双抗体夹心法的一些疑问:
1.双抗原夹心法的原理:
固相抗原吸附载体 + 血清(抗体)+ 酶结合物(抗原) = 抗原*抗体*抗原复合物;
抗原*抗体*抗原复合物 + 辣根过物氧化酶 《过氧化氢催化》 = 蓝色络合物。
2.双抗体夹心ELISA如何筛选抗体最适的包被浓度:
采用棋盘滴定法,选择一个阳性标本和一个阴性标本,两者的差异性最大,且阴性标本吸光值小于0.1-0.2,阳性标本控制在1左右。

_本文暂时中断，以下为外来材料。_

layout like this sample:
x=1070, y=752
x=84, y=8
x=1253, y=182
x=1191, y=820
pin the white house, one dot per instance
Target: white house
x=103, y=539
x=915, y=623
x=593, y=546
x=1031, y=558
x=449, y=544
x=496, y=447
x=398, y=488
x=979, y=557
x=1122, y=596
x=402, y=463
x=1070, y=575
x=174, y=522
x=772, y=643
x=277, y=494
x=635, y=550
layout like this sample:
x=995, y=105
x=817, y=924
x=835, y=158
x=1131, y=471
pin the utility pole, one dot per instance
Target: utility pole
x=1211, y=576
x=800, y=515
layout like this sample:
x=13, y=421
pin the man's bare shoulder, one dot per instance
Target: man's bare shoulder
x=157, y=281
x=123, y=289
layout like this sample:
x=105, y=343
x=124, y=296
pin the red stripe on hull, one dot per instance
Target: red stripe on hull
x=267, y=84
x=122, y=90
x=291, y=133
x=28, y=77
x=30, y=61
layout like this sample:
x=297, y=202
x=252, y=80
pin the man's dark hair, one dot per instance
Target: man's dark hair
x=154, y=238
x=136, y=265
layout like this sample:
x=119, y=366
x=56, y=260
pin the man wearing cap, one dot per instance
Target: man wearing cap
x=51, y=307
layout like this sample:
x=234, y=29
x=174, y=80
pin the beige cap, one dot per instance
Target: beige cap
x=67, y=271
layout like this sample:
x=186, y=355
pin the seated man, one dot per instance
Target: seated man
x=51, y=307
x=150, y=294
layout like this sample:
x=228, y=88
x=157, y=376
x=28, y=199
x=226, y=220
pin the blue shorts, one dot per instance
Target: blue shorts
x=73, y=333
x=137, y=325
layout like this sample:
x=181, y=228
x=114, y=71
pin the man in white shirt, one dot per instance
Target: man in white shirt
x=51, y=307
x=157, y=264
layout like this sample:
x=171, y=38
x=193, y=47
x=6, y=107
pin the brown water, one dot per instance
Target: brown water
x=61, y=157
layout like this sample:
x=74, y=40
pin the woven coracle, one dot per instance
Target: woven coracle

3.ELISA中,若在96孔板包被抗体,抗体是被吸附在孔的底部还是内壁?
洗涤时候不会被甩出去。因为在放水浴箱里孵育的那段时间里,血清已经跟杯子里的化学试剂起了反应,粘附在里面了,洗涤甩干只是洗去多余的液体而已。
4.加一抗前要不要洗板?
一般的ELISA实验中封闭液同时也是一抗稀释液,这时就没必要洗板了。但是如果一抗稀释液同封闭液成分不同,则应该洗板,去除封闭液的游离成分。
5.为什么双抗体夹心法是检测抗原最常用的方法?
1)将特异性抗体与固相载体联结,形成固相抗体。洗涤除去未结合的抗体及杂质。
2) 加受检标本,保温反应。标本中的抗原与固相抗体结合,形成固相抗原抗体复合物。 洗涤除去其他未结合物质。
3) 加酶标抗体,保温反应。固相免疫复合物上的抗原与酶标抗体结合。彻底洗涤未结合 的酶标抗体。此时固相载体上带有的酶量与标本中受检抗原的量相关。
4) 加底物显色。固相上的酶催化底物成为有色产物。通过比色,测知标本中抗原的量。
双抗体夹心法适用于测定二价或二价以上的大分子抗原,但不适用于测定半抗原及小分子单价抗原,因其不能形成两位点夹心。